Logging

Being unable to find any useful "best practices" or guidelines for logging, here I've tried to put something like that together.

Technologies

Syslog and journald are the primary ways to write logs on unixy systems nowadays. Syslog is more widely used and standardized, but it only has structured data support in RFC 5424, which apparently isn't going to be implemented in glibc, and generally poorly supported as of 2022. Using custom databases, manually managing logfiles, or reinventing the wheel, especially if it's done instead of regular logging, and not in addition to it, leads to maintenance hell for both programming and administration.

There are fancy logging libraries, though I prefer simple ones: hsyslog combined with formatting, abstracted into a function that also passes some system-specific environment variables into structured data fields:

logM :: MonadIO m => Priority -> Format (m ()) a -> a

Similar to the syslog function in C, but safe. Used to use libsystemd-journal, but journald was more buggy than common syslog daemons, and then libsystemd-journal did not support GHC (and base) from Debian 12 repositories (though then it did, after reporting the issue), so I gave up on structured fields and finally switched to hsyslog, as I considered doing for a while at that point.

Log contents

It's tricky to decide what to write apart from error messages: audit trails are useful, and there is event sourcing along those lines, but it would be impractical to log a message before and/or after each action that could fail. One way is to let them evolve: if a debug or info message was not helpful for a while, it should be removed (or limited to debug mode if it's present).

There are log scopes, stack traces, and memory dumps to write more information (particularly context) just on error; they are more complicated, possibly less reliable, and sometimes less useful than simple audit trails, though may be useful in addition to those.

It's also pretty hard to make the logs readable by users/administrators: there are libraries that produce error messages for programmers familiar with those on one side, and users who can't read even carefully prepared messages on the other.

Structure and analysis

To analyze logs reliably (i.e., without relying on NLP too much), they should be structured. There are standard fields (timestamp, priority, process, etc), possibly custom fields, and a non-structured textual message; while the fields are useful, most of the program-specific information is still in text. Some of that text comes from libraries or external sources, and can't be structured with reasonable effort, but we still can try to keep a structure for what we compose.

A single software structure — unless it describes a whole language — would be language-specific and project-specific, inflexible. Message identifiers would be cumbersome to maintain and not syslog-friendly. It may be useful to store variable parameters in custom fields, though it would require to define a large set of standard fields to make it generic, would be tricky to write from a shell script (i.e., without special support), and neither it is syslog-friendly unless RFC 5424 messages (with structured data) can be used.

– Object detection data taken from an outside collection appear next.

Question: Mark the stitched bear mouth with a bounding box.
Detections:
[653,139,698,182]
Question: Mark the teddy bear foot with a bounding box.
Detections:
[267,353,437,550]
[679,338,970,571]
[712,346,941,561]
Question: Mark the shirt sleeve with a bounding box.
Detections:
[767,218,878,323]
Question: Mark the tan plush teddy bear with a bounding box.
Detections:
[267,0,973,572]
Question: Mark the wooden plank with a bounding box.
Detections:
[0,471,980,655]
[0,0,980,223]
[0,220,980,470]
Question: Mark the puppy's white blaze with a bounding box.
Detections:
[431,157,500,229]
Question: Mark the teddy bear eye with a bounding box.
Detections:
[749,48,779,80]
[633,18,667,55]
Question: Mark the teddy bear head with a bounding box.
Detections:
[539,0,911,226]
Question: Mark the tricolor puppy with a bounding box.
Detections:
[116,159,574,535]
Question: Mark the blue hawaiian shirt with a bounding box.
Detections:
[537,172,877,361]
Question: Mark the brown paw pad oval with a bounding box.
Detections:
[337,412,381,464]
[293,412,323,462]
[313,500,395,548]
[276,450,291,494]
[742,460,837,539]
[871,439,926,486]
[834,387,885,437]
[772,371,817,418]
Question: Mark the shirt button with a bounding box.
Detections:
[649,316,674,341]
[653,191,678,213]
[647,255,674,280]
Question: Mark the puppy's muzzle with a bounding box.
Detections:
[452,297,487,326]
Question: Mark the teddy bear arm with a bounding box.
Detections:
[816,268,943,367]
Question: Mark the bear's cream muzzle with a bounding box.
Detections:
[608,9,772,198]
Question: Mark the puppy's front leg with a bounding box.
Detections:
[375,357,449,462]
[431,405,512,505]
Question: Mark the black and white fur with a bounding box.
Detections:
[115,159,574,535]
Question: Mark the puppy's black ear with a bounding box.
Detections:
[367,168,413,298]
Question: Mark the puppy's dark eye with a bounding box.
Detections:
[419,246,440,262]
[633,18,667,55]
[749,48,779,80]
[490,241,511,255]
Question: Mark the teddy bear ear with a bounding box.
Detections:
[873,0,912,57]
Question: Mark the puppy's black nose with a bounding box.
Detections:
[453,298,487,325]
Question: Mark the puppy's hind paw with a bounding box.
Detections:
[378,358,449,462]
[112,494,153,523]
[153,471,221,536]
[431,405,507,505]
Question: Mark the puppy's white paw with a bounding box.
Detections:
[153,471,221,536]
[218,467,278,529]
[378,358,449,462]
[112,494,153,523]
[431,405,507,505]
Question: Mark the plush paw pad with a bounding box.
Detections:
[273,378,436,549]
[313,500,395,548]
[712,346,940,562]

A language that is both computer-readable and human-readable, and capable of knowledge representation, would be handy here, as well as for various other purposes. But that's hard, and writing textual logs in a language other than English would be awkward, potentially leading to a system only maintainable by its author.

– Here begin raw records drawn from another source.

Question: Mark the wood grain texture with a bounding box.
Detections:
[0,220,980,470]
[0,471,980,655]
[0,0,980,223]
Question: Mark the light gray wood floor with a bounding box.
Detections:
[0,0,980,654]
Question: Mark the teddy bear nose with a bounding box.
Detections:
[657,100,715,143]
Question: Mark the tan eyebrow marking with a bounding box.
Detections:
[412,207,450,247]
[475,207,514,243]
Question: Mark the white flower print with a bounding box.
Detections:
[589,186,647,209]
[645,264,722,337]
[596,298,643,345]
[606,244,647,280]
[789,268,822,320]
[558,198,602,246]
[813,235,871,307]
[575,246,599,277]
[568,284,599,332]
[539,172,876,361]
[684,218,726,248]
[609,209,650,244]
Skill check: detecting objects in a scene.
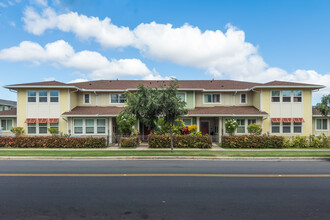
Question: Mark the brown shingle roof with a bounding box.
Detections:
[0,108,17,117]
[188,106,268,116]
[62,106,124,116]
[6,80,71,87]
[312,108,330,116]
[68,80,261,90]
[263,80,322,87]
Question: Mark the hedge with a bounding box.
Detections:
[0,136,106,148]
[148,134,212,148]
[221,135,284,148]
[120,137,138,147]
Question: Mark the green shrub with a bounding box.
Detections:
[247,123,262,135]
[148,134,212,148]
[48,128,58,136]
[120,137,138,147]
[10,127,24,136]
[0,136,106,148]
[291,135,309,148]
[221,135,284,148]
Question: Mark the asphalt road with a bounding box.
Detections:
[0,160,330,220]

Though a rather good example of dealing with that is postfix: it has nice human-readable textual messages, but they are specified, and can be parsed reliably.

Quotation

One easy step towards structured logging is to enquote variables, though it may slightly harm legibility. For instance:

Received `42` bytes from `1.2.3.4:56`
User `foo` has logged in

In Haskell with the formatting library, I'm using custom formatters for that (they also escape those quotes with backslashes), though it can be done even in a shell script rather easily. If there are multiline variables, they could be moved out of the first line in order to simplify analysis, and all message types could be extracted with a basic sed script then:

#!/bin/sed -rf

# Remove date (journalctl -o short-iso), server name, PID
s/^[^ ]* [^ ]* ([^[]*)\[[0-9]*\]:/\1/

# Skip if it's not the first (date) line
T skip

# Hide the variables
s/([^\\]|^)`([^`\\]|\\.)*`/\1_/g

# End
p
: skip
d

Or s/^[^ ]* [^ ]* [^[]*\[[0-9]*\]: // to remove program names as well. And a shell script to retrieve logs may look like this:

#!/bin/sh
journalctl -a -o short-iso --since $1 \
           _UID=$(id -u user1) + _UID=$(id -u user2)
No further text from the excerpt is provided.